Apenas recentemente os indígenas conquistaram a oportunidade de constituir comunidades nos seus antigos territórios. “São pequenos espaços, como todos os outros espaços indígenas no estado, mas demonstram pontinhos no território para o modo de viver dos indígenas. A manutenção desse modo de viver tem sido impactada pela expansão da urbanização, que acaba destruindo as áreas naturais que ainda existem”, diz Rodrigo. “Por fazerem o manejo ambiental, é importante que esses ambientes sejam mantidos enquanto espaços naturais, para a própria saúde do ambiente urbano”, avalia.
Meio ambiente
Esse manejo é uma das principais características dos povos autóctones: a adaptação aos ambientes, e não a sua transformação. “Os povos pesquisaram a biodiversidade de cada região e adensaram ao que já existia”, conta Rodrigo. Exemplos são a araucária, uma árvore em grande parte cultivada pelos kaingang e xokleng, assim como o coqueiro jerivá, cultivado pelos guarani.

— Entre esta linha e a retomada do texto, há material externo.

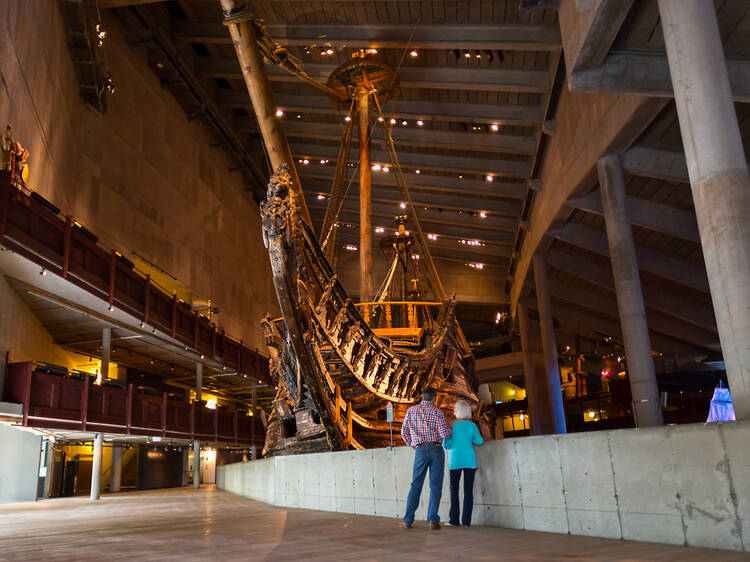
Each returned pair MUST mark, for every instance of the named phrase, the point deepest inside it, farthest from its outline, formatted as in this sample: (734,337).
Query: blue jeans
(432,457)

Para Rodrigo, a manutenção do modo de viver indígena está ligada à própria sobrevivência sustentável, preservando o meio ambiente para as próximas gerações. “Apesar de vermos interesses anti-indígenas, acredito que eles são segmentados, de alguns grupos ou pessoas que não pensam na própria sustentabilidade, pois uma contribuição fundamental dos indígenas é no equilíbrio ambiental do planeta: a maioria das áreas ambientalmente preservadas o são exatamente porque existem indígenas que cuidam delas”, analisa. “Acredito que tem lugar para todo mundo e os espaços onde os indígenas mantêm vínculos de relação com a terra precisam ser respeitados.”

Preservação
Em 2007, a Declaração das Nações Unidas sobre os Direitos dos Povos Indígenas estabeleceu diretrizes no plano internacional, como o direito de autonomia e de autodeterminação. Um grande passo para essas sociedades e a sua forma própria de fazer política, economia e cultura.
A resistência cultural desses povos é antiga, mas as conquistas políticas são bem recentes. Rodrigo lembra que, antes da Constituição Federal de 1988, essas populações eram vitimadas por políticas de tutela: o Estado, que deveria protegê-los, explorava as suas terras e a sua mão de obra. Apenas nas últimas décadas houve alguma reparação: foram devolvidos às comunidades indígenas cerca de 20 mil hectares de terras colonizadas (sendo que o Estado indenizou os agricultores retirados para que refizessem o seu trabalho em outra região).
A melhora também é sentida na constituição de escolas indígenas, na maior manifestação da sua cultura e na presença indígena em universidades, seja como fonte de pesquisa ou, efetivamente, como pesquisadores. “Em geral, tem-se avançado pela própria luta dos indígenas, que, mesmo com toda a pressão contrária, é muito pacífica: eles conseguem avançar na constituição de políticas públicas e no reconhecimento de terras mesmo que leve muito tempo”, diz Rodrigo.
Reconhecimento e diálogo
O reconhecimento da história e da presença desses povos na cultura regional é tão importante que, em 2008, foi instituída a Lei nº 11.645, que incluiu no currículo oficial da rede de ensino fundamental e médio o tema “História e cultura afro-brasileira e indígena”. “É mais um esforço para que consigamos incorporar ao nosso processo educativo e civilizatório conhecimentos da diversidade cultural brasileira”, avalia Cláudio. “Mas ainda existe um longo caminho para percorrer até que a sociedade perceba e atribua valor e importância à contribuição dos indígenas e africanos. Exposições em museus, publicações de fácil acesso, produção de filmes e minisséries poderão ser movimentos que ajudem a popularizar esses conhecimentos.” Para Rodrigo, também é fundamental dialogar com os próprios povos indígenas que existem, no sentido de compartilhar esses conhecimentos a partir do ponto de vista deles, pois muito pouco está registrado por escrito.
*As palavras indígenas não levam plural, como é recorrente demonstrado por estudiosos do tema. Portanto, a grafia é “os charrua”, “os guarani”, e assim por diante.